In der Regel werden keine Dinge gleichgesetzt, die einen unterschiedlichen Numerus aufweisen. Eine Ausnahme dafür wäre jedoch das Beispiel:
Beispiel
Besonders
Rechtschreibfehler (=Plural) waren ihm immer
ein Gräuel (=Singular). (Vgl. Dudengrammatik, Randnummer 1632)
Ihr Beispiel stellt genauso eine Ausnahme dar, denn auch bei Ihnen unterscheiden sich die Nominalgruppen im Numerus. Während
es Singular ist, ist
30 Grad tendenziell eher im Plural (zur Numerus-Problematik bei
30 Grad folgt im kommenden Abschnitt eine Erläuterung).

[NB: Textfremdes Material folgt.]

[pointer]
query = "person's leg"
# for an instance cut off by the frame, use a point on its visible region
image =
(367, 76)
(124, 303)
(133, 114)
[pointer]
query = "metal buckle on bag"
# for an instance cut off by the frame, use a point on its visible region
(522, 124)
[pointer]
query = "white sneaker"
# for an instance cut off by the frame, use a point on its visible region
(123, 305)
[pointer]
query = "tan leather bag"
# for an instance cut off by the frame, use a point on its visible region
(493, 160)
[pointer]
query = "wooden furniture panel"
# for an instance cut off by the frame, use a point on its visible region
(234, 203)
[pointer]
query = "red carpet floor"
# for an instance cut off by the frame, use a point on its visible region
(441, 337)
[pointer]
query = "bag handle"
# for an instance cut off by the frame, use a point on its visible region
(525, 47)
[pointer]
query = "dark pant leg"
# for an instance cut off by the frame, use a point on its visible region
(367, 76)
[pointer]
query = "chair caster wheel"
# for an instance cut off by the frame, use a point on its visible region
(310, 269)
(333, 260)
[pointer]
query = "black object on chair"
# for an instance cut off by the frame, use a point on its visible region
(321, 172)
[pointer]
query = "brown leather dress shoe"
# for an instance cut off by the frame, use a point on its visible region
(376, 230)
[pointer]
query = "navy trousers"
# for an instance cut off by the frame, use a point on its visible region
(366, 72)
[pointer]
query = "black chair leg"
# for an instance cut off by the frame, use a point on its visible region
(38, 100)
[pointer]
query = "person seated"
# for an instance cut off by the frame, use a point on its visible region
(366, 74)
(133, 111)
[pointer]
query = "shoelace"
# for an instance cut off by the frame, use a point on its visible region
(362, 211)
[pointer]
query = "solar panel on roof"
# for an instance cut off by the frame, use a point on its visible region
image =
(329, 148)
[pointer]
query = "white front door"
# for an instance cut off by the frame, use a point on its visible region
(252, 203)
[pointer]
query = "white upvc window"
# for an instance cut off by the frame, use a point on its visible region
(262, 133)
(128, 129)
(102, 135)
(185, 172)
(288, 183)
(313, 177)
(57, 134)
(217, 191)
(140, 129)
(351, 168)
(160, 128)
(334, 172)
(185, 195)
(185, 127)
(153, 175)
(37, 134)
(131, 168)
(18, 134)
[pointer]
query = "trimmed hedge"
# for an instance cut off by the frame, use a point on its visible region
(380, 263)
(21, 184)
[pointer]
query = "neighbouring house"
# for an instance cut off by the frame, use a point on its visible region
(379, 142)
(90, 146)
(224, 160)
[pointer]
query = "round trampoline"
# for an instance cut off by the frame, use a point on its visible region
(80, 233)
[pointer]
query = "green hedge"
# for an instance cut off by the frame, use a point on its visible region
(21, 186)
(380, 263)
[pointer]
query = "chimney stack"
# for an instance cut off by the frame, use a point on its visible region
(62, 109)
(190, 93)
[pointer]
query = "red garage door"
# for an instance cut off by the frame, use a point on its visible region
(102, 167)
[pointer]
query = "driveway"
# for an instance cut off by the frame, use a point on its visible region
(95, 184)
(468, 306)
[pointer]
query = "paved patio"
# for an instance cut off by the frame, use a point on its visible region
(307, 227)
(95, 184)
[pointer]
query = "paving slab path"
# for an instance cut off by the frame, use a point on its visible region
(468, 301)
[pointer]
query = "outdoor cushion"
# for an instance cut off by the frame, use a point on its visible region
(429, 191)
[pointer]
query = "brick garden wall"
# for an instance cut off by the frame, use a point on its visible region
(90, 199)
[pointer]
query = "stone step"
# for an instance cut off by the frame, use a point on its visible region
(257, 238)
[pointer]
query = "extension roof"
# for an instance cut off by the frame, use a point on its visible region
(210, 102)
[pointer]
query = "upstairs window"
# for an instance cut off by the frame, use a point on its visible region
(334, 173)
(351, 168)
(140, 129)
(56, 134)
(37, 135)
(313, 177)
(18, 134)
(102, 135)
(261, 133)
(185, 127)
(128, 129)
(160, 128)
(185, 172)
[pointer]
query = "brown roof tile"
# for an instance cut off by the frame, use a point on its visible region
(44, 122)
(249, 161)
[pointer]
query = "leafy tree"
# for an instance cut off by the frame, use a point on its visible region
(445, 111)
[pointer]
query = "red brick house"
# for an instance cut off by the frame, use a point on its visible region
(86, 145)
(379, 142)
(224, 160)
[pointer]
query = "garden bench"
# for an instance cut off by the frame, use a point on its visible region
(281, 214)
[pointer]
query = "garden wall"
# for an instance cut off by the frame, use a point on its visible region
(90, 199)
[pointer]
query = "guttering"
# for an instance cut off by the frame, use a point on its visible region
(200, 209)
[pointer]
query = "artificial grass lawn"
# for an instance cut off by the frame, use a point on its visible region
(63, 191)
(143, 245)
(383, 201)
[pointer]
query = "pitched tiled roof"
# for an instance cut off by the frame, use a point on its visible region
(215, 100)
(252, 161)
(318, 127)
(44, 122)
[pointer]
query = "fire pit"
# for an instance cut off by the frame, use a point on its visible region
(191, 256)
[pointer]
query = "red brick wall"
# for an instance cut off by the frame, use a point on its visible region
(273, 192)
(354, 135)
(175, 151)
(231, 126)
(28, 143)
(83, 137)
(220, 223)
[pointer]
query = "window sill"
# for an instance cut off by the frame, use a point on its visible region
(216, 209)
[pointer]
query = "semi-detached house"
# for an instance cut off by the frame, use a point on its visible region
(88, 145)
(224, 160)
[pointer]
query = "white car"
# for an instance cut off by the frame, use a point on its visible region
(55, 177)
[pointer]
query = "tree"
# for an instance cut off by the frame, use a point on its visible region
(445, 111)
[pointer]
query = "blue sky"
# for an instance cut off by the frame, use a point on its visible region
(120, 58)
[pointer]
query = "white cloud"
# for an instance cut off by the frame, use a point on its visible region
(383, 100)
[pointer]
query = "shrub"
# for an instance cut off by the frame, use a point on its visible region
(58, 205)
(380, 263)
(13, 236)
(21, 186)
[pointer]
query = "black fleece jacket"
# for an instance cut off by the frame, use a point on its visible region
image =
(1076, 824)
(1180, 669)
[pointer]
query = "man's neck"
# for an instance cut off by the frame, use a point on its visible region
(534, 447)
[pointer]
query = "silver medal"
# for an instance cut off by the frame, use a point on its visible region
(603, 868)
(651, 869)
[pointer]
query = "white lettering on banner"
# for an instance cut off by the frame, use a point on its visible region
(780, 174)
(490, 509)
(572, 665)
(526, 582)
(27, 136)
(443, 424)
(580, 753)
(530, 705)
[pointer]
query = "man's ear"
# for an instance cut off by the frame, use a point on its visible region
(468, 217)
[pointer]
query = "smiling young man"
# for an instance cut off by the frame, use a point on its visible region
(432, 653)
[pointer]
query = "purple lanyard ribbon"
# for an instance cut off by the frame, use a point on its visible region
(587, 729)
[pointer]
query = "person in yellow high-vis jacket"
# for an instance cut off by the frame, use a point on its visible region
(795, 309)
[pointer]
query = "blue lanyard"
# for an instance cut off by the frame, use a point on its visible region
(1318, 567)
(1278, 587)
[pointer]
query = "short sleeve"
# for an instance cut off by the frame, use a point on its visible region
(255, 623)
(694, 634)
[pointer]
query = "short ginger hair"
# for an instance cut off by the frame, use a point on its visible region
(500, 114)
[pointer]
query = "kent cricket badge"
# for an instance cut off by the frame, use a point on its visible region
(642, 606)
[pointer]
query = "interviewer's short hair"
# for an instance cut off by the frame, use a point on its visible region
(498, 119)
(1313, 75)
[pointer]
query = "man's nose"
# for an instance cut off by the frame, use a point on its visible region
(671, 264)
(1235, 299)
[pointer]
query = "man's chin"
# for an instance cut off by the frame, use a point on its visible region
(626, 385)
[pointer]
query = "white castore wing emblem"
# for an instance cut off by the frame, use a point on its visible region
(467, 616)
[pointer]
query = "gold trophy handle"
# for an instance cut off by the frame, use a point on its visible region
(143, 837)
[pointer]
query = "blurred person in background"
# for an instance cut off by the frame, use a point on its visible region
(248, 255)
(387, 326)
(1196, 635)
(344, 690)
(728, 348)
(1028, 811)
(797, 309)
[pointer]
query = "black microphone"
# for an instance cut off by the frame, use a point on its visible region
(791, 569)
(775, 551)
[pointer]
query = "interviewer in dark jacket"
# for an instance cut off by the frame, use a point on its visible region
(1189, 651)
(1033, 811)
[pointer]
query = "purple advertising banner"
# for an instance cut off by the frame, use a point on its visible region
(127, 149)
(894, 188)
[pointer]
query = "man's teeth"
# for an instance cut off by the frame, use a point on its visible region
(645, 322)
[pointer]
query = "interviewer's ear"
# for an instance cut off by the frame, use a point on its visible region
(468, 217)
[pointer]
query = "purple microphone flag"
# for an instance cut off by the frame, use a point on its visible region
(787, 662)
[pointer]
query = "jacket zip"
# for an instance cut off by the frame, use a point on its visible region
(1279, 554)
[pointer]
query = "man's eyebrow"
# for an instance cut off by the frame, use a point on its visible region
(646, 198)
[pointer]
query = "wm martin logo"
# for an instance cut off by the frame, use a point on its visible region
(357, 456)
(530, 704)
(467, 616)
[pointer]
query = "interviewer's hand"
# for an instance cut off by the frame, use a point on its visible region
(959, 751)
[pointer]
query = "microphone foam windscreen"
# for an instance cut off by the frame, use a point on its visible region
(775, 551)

Ein weiterer Unterschied besteht darin, dass an der Position im Satz, an der das Subjekt besonders häufig steht, das Wort
es steht.
Es verweist hier, anders als bei einem prototypischen
es, auf nichts in der Welt, sodass man auch von einem
unpersönlichen es spricht. Nun entsteht daraus die Schwierigkeit, dass
es hier zwar an der Position im Satz steht, an der in der Regel das Subjekt steht,
es aber inhaltlich nur bedingt das Subjekt sein kann, denn
es referiert auf nichts in der Welt und so kann
es auch keine Eigenschaften sinnvoll zugeschrieben bekommen. Es ist also nicht klar, ob
es wirklich das Subjekt ist oder ob dies nicht vielmehr auf
30 Grad zutrifft. Daraus ergeben sich dann unterschiedliche Konsequenzen:
Wenn es das Subjekt ist, dann müsste das finite Verb im Singular stehen, da es Singular ist. Dann würde es lauten:
Ist hingegen
30 Grad das Subjekt, wird der Fall etwas schwieriger. Während das Wort
Grad seiner Form nach nämlich auf den Singular hindeutet, deutet die Zahl 30 an, dass es sich hierbei um eine Mehrzahl handelt. In der Dudengrammatik heißt es hierzu, dass die
Pluralflexion häufig bei Maß- und Mengenbezeichnungen unterlassen wird. (Vgl. Dudengrammatik, Randnummer 270) Das bedeutet, dass ein Wort zwar formal im Singular steht, eigentlich aber ein Plural gemeint ist. Deswegegen wird dafür plädiert, das
Verb in den Plural zu setzen, wie die folgende Regel des Duden 9 zeigt: „Bei einer pluralischen Gradangabe muss auch das Verb im Plural stehen.“ (Vgl. Duden 9, S. 424) Demnach würde ihr Beispiel dann lauten:
Beispiel
Es sind 30 Grad.
Es ist demnach nicht klar, mit welchem der beiden Nominative das Verb kongruent sein muss, da unklar ist, wer hier das Subjekt ist und in welchem Numerus dieses steht.